17α, 20β-P is the most effective steroid in the induction of final oocyte maturation in the majority of teleost species (Nagahama and Yamashita, 2008). Previous studies have also indicated that E₂ and 17α, 20β-P exert a synergistic effect on the reproductive axis and often act in sequence (Atteke et al., 2003). In our study, complementary trends of E₂ and 17α, 20β-P were also observed (viz. 17α, 20β-P showed rising patterns at 240 days when E₂ exerted reduced patterns). Our finding that 17α, 20β-P levels within SD1 increased continuously from 180 to 300 days when most trouts were in the rapid vitellogenin synthesizing stage is consistent with the previous observation that 17α, 20β-P appeared in the circulation for the first time during the vitellogenin synthesizing stage and abruptly increased at the time of oocyte maturation (Pramanick et al., 2013). However, high rearing density led to 17α, 20β-P levels at SD2 and SD3 showed significantly decreasing levels in comparison to SD1, which may prevent further recruitment of oocytes in stage III from entering into rapid vitellogenin accumulation and limit further developmental chances for oocytes at stage IV (viz. low percentage of oocytes in stage IV at 40.6(SD2) and 49.3(SD3) kg/m³ at 300 days). In addition, these results correspond to previous studies indicating that final oocyte maturation in carp (Labeo rohita) and rainbow trout are regulated by 17α, 20β-P (Yoshikuni et al., 1993 ; Sen et al., 2002).
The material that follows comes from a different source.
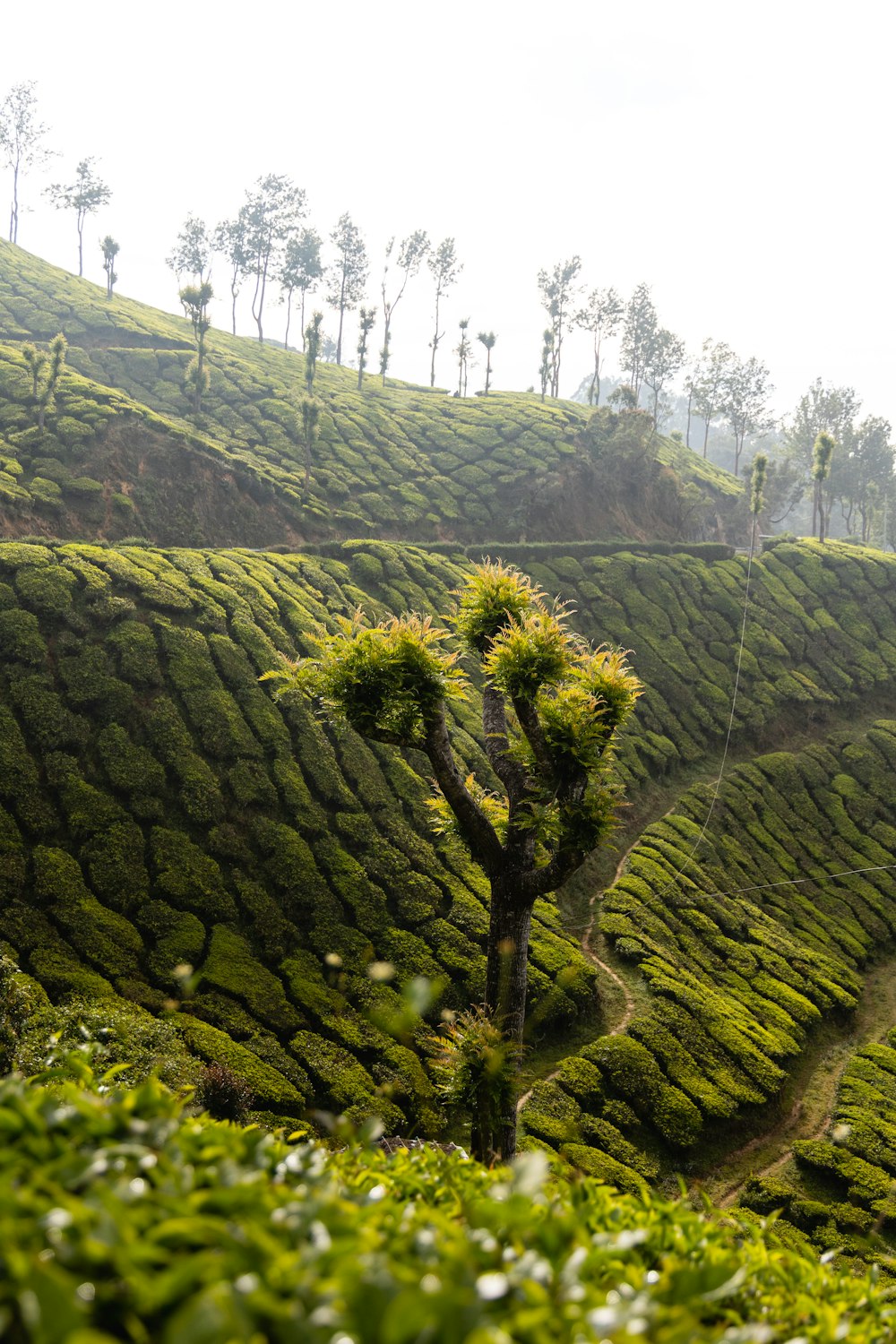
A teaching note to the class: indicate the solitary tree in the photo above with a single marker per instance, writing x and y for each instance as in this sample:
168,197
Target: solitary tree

E₂ is responsible for the hepatic production of vitellogenin (Nagler et al., 2012). This has been most convincingly established by gene knockdown experiments in the goldfish (Nelson and Habibi, 2010). In the present study, serum vitellogenin levels were in accordance with serum E₂ patterns from 240 to 300 days among the varying densities. In comparison to SD1, significantly reduced levels of serum vitellogenin at SD2 and SD3 were seen from 240 to 300 days. This observation suggests that vitellogenin synthesizing in liver was retarded when the density was over 36 kg/m³.

5 CONCLUSION

In conclusion, under the present pen-reared experimental conditions, overall patterns of serum reproductive production in the rainbow trout at lower densities (SD1) were regular and in accordance with previous studies. Ovarian development, however, was not unified as a function of time under different rearing densities. Most notably, ovarian development was retarded at higher rearing densities (from stage III to stage IV) as results of GSI, FSH, LH, E₂, T, 17α, 20β-P and vitellogenin levels decreased with increasing densities, particularly at SD3. Moreover, comparison of ovaries at the same developmental stages revealed that serum reproductive parameters at high density (SD3) exhibited significantly decreasing levels compared to those in the low density (SD1) group. Based on our experiment, this observation is likely attributable to the cumulative results of dense rearing condition. Therefore, based on our findings, we suggest that rainbow trout (114.44±5.21 g, 19.69±0.31 cm) that are initially stocked at 6.6 or 8.6 kg/m³ for commercial roe should be subdivided into lower density groups after 180 days' farming (31.7 kg/m³) while maintaining the water quality is at a suitable level (as mentioned in 2.1, Supplementary Table 1).